Now she pouted. Instantly, much of the light faded from the room. “You don’t want to make love to me?” she asked.

He sucked in his breath, caught completely off guard. “Amalie! I didn’t-you-is that why you came here tonight?”

She pulled back, affecting haughtiness to hide her disappointment. “Naturally not. I simply came to your room because I was bored.”

He caught her and drew her closer, giving her one hard squeeze and dropping a kiss on the top of her head. Surely it was his imagination that even such a small mark of affection could make some of that glow return to her skin. “Don’t be hurt. Don’t be offended. You have to speak plainly. This is risky for so many reasons. I need to know what you want from me.”

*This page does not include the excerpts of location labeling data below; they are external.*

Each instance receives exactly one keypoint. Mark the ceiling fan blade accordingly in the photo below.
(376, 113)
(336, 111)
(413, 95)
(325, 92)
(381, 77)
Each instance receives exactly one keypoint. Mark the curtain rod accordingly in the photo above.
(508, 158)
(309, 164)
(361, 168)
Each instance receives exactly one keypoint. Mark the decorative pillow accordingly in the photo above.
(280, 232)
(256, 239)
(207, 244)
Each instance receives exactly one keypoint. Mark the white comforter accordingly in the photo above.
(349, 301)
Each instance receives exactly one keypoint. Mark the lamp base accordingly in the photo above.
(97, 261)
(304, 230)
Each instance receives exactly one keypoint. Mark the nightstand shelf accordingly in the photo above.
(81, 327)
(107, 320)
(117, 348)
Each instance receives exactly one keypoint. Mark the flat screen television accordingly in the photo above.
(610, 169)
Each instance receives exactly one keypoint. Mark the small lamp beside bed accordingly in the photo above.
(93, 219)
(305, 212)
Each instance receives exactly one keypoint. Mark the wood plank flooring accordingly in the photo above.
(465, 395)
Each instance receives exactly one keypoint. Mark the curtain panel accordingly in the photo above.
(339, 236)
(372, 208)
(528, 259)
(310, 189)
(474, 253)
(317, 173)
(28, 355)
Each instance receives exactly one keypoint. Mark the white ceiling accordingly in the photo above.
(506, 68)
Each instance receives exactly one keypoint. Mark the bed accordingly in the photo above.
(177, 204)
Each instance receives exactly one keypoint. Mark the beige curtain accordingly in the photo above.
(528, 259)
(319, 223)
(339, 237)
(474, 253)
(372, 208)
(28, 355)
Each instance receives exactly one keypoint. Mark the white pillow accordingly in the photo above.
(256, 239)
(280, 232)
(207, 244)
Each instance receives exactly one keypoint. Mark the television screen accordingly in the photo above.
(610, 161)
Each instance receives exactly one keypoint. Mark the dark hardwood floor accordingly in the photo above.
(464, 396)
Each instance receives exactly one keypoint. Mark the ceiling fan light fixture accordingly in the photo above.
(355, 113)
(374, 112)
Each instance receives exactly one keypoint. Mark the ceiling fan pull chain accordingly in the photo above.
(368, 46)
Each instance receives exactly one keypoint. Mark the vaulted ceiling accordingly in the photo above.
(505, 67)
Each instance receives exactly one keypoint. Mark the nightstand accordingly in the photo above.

She peered up at him through red-gold hair that was rather mussed and disordered. “But what if I say something and you don’t like it?”

“Well, that happens between people all the time. And sometimes it turns them awkward with each other, and sometimes it makes them angry, but unless they tell the truth it’s all just guessing and mistakes anyway.” He pressed his lips against her cheek. “But I don’t think anything you say will make me angry.”

She leaned into him, comforted but still unsure. “I am terrified that war is coming, but a very small part of me is glad, too,” she said in a soft voice. “Because there will be no more lords arriving at the palace to court me. And there will be no time to arrange for my wedding. And I don’t want to get married.”

“You don’t ever want to get married? Or just not now?”

She spoke slowly and deliberately. “I’m pretty sure I’ll marry someday for the sake of the throne. But I want to know what it’s like to love a man before I end up married to one I don’t love for the rest of my life.”

“You might end up loving the man you take as a husband,” he pointed out.

“Not if I have to pick from the ones I’ve seen so far.”

“There must be dozens of eligible men who haven’t made it to Ghosenhall yet.”

“I want my first lover to be someone who isn’t thinking about a throne when we fall into bed. I want him to be thinking about me.”

“Speaking for myself,” he said, “I find it hard to think about anything but you.”

She shifted in his arms to look him more fully in the face. “You don’t sound shocked.”

“Nothing shocks me,” he said.

She lifted her hands to put them on his shoulders, watching him intently. “But you’re not sure this is something you want to do.”